On pourrait se demander s'il est possible d'avoir peur du plaisir ou si le plaisir et la peur sont de même nature. Lorsque l'on parle de plaisir, on l'entend le plus souvent comme ce qui procure une sensation agréable. C'est-à-dire qu'à la fois sont mis en jeu les sens et l'effet produit par un objet sur eux dont le résultat est l'agréable. La peur ne met pas en jeu les sens mais bien plutôt l'imagination qui se dérobe à la connaissance. On a généralement peur de ce que l'on ne connaît pas, l'imagination se chargeant de transformer en pensée inadéquate l'objet de la peur. Là où peur et plaisir peuvent se rejoindre, c'est quand justement ils mettent tous les deux en jeu l'imagination et une fausse connaissance de ce qui fait peur ou fait plaisir. Car le plaisir en lui même est-il aussi plaisant que cela ? N'avons nous pas plus le désir de trouver plaisant quelque chose que d'éprouver réellement le plaisir ?
C'est pourquoi on pourrait dire que le contraire du plaisir serait la satisfaction, la pleine et entière auto-suffisance de l'être. Car le problème du plaisir est qu'à la fois il est conduit par un désir mais aussi qu'il en fabrique de nouveau en permanence. Autrement dit, au plaisir succède une frustration qui peut se transformer en une forme de dépendance qui ne comble pas le manque mais le fabrique, un peu à la manière des Danaïdes. C'est une critique de Platon que l'on retrouve dans le Philèbe (1). Ainsi, ne pas connaître la nature de l'objet du plaisir ne procure peut être pas de peur, car l'imagination n'est pas sollicitée, mais peut tout comme la peur avoir pour effet d'enfanter une douleur. Et pas seulement une douleur physique mais aussi une douleur psychique. C'est quand le plaisir est identifié à la réalité, elle même égale et identique à la chose objet du plaisir, qu'il peut s'éprouver de manière stable sans risque de déséquilibrer à la fois les sens, sur le mode de la démangeaison - plus ça gratte, plus ça gratte - et l'âme en l'alimentant par des désirs qui n'ont pas de réalité.

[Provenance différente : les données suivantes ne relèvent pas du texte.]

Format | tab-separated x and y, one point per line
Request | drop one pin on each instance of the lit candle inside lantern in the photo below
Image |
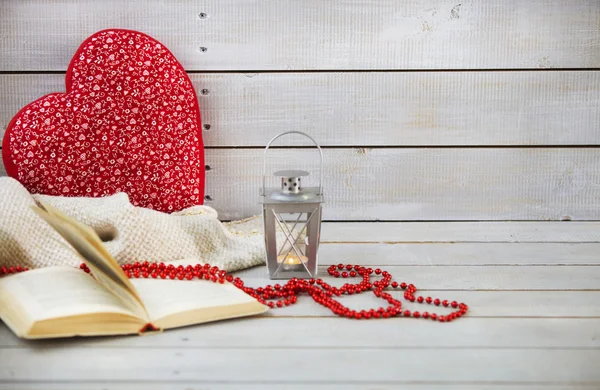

(1) A propos des vrais plaisirs, Socrate indique qu'ils sont "ceux qui sont liés aux couleurs qu'on dit belles, aux figures, à la plupart des parfums, ceux des sons et, en général, à tout ce dont l'absence n'est ni sensible ni douloureuse, mais qui donnent lieu au contraire à des réplétions qui sont sensibles, plaisantes et pures de toute douleur" (Platon - Philèbe 51 b).